In the past, most sites like this accepted PayPal and credit card payments. Now, few sites do. It’s possible that some of these mugshot websites are running afoul of the acceptable use policies of these companies, which tend to contain strict language about the types of transactions people can and cannot perform online. These sites might be removing all of their removal options for a time, until they figure out their next move.
Good or Bad?
On the surface, removing a money-making option from a mugshot website is an excellent idea. After all, companies that don’t have a secure source of funding don’t tend to stay in business for a long period of time. However, there may be a dark underbelly to a change like this.
People who find a mugshot online are, reasonably, in a state of panic.
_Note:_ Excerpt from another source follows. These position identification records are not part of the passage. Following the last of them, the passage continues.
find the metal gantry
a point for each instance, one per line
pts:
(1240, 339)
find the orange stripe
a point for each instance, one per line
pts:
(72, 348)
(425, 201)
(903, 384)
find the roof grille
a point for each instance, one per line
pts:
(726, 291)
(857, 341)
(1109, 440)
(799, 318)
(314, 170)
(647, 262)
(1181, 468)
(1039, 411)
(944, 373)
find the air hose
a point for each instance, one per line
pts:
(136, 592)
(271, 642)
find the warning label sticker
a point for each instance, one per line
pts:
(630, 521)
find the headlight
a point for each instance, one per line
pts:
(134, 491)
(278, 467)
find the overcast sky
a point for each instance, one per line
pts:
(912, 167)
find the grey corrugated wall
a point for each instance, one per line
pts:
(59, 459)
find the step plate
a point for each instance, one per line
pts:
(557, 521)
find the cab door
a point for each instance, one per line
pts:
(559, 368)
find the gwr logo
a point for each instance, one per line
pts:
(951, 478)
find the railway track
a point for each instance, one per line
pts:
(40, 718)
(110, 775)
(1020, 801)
They might wonder how they’ll get that promotion they’re up for at work, or what their new romantic interest might say, when that damaging photograph appears on a Google search. To a person like this, removing that photograph as quickly as possible is of prime importance, no matter how it happens. If mugshot websites are removing those buttons while they continue to publish new photographs, they could be putting thousands of people into panic mode on a daily basis.
Thankfully, there is help available. Some people, for example, find relief by hiring a lawyer and providing information about the arrest. Mugshot websites often remove photographs that were taken as part of cases that were later thrown out or pled down. Proof of innocence, provided on letterhead from a lawyer’s office, might be all that’s require to make that mugshot disappear.
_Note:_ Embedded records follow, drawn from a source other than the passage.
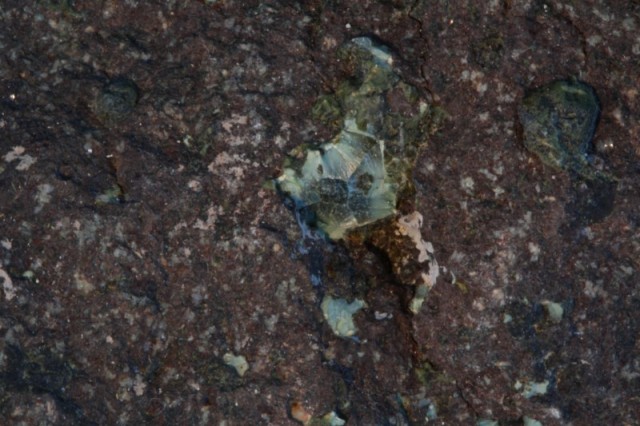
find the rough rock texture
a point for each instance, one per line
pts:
(139, 243)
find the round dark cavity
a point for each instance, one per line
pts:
(117, 100)
(558, 122)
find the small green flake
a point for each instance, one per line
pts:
(238, 362)
(339, 315)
Some people find that their state laws protect them from any kind of mugshot interference. In some states, mugshots can’t be used for commercial purposes unless express permission is provided. In other states, mugshots can’t be published if the person in question is younger than 18. Running a quick search online, using the name of the state and the words “mugshot law,” can usually help to clarify the matter, and if the site is in violation of state law, a trip to the courthouse might be in order.
Outside companies may also be of assistance, as they can sometimes use a combination of coding and legal expertise to remove mugshots and keep future attacks from taking place. The work might be expensive, but it’s often quite effective.
In general, however, it’s best for people who appear online to take action as quickly as possible. Waiting for the companies to implode due to lack of payment options might result in such significant reputation damage that recovery is difficult or impossible. Taking action now, in whatever form, is preferable to a wait-and-see attitude, when mugshots are in play.